Google Groups no longer supports new Usenet posts or subscriptions. Historical content remains viewable.
Dismiss

Help with RexExp in English?

1 view
Skip to first unread message

Heinz Kesting

unread,
Jun 10, 2017, 2:57:32 PM6/10/17
to
Hallo,
I am new to RegExp, and I don't speak any French.
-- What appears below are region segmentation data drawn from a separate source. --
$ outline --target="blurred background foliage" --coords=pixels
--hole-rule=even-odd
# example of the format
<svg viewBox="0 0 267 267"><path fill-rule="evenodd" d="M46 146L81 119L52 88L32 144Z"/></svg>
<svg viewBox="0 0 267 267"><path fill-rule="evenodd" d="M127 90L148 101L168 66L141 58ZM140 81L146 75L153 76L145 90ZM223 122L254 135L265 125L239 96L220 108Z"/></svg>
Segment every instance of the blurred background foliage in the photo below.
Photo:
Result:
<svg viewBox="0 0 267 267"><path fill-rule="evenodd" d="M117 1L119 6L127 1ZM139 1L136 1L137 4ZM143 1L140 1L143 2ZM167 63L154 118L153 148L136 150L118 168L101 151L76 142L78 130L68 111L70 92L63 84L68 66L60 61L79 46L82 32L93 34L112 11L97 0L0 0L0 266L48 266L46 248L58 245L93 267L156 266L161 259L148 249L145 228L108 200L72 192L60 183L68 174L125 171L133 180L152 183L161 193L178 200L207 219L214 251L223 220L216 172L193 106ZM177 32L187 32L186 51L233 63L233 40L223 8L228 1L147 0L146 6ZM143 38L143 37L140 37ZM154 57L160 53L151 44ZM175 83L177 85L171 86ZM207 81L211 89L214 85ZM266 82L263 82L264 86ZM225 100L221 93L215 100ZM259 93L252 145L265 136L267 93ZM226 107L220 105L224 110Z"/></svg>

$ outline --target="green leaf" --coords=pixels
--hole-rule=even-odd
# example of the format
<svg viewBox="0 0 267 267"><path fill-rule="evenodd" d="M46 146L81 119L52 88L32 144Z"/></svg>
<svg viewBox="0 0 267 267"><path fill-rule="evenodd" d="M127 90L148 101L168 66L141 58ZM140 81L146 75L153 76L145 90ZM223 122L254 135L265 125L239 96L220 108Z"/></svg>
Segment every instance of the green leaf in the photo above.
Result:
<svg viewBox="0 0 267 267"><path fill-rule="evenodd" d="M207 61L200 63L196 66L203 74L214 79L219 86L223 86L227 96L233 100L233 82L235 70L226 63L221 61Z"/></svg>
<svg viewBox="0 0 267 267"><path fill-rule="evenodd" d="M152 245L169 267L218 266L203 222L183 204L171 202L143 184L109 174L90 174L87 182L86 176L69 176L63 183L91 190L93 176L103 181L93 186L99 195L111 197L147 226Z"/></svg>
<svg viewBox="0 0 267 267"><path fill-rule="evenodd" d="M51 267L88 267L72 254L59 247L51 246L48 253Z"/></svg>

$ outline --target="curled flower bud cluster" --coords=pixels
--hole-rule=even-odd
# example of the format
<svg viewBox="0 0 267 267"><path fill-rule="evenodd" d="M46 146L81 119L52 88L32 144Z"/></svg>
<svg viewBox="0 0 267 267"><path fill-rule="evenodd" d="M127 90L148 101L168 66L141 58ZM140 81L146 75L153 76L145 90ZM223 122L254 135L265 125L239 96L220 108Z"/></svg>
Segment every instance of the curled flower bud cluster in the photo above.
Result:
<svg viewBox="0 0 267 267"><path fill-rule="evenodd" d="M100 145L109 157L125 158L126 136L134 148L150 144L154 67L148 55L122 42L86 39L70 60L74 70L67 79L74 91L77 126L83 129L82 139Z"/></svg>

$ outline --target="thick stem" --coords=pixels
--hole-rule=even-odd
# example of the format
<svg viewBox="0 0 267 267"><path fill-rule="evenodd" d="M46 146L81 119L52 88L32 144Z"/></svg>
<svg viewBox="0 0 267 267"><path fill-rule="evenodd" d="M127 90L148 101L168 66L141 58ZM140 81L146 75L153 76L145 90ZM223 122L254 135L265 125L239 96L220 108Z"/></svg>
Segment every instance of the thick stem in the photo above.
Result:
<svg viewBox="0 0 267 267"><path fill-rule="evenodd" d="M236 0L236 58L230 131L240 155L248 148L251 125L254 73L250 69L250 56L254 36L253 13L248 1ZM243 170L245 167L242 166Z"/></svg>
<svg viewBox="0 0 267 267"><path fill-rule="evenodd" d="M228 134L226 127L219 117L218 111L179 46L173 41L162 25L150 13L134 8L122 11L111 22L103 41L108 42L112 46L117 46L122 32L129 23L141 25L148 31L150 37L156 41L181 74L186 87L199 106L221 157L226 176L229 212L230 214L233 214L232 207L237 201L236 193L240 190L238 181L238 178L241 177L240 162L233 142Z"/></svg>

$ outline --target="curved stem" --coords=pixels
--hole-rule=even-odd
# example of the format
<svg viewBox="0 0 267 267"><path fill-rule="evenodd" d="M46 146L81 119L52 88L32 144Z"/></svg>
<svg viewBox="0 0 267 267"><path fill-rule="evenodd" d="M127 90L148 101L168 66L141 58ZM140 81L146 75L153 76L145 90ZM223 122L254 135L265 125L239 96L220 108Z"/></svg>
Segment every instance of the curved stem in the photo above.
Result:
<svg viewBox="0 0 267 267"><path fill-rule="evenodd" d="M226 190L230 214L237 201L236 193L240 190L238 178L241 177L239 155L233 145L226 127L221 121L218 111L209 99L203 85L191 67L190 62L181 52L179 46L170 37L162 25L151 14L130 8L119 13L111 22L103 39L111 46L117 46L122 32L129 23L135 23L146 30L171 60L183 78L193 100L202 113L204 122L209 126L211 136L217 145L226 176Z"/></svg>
I was lucky to finally
have found a newsgroup for this topic, can you give some advice or
example for me in English, or point me to an English-speaking forum for
RegExp?

Thank you very much for helping!

Kind regrads, Heinz

Duzz'

unread,
Jun 10, 2017, 4:43:03 PM6/10/17
to

Heinz Kesting

unread,
Jun 11, 2017, 6:16:51 AM6/11/17
to
Hi,
>
> This could be a first step :
> <https://www.google.fr/?gws_rd=ssl#q=english+regexp+forum>
>

Thanks for this, but I'd prefer to find a forum in a newsreader, like
thunderbird, not in a web interface with all its adverts and distractions.

Could you be so kind and allow here an exception for me in English, please?
I am looking for a RegExp that would match the following pattern:

[Any alphanumeric text][<a href="][Any alphanumeric text][<a href="][Any
alphanumeric text][<a/>]

I need this for a text which is intended to be displayed later in a
web-like editor with hyperlinks.
I'd like to make sure that the hyperlinks are correctly inserted, before
the text goes into the web display. So the following pattern would be OK
and must not be a match:

[Any alphanumeric text][<a href="][Any alphanumeric text][<a/>][Any
alphanumeric text][<a href="][Any alphanumeric text][<a/>]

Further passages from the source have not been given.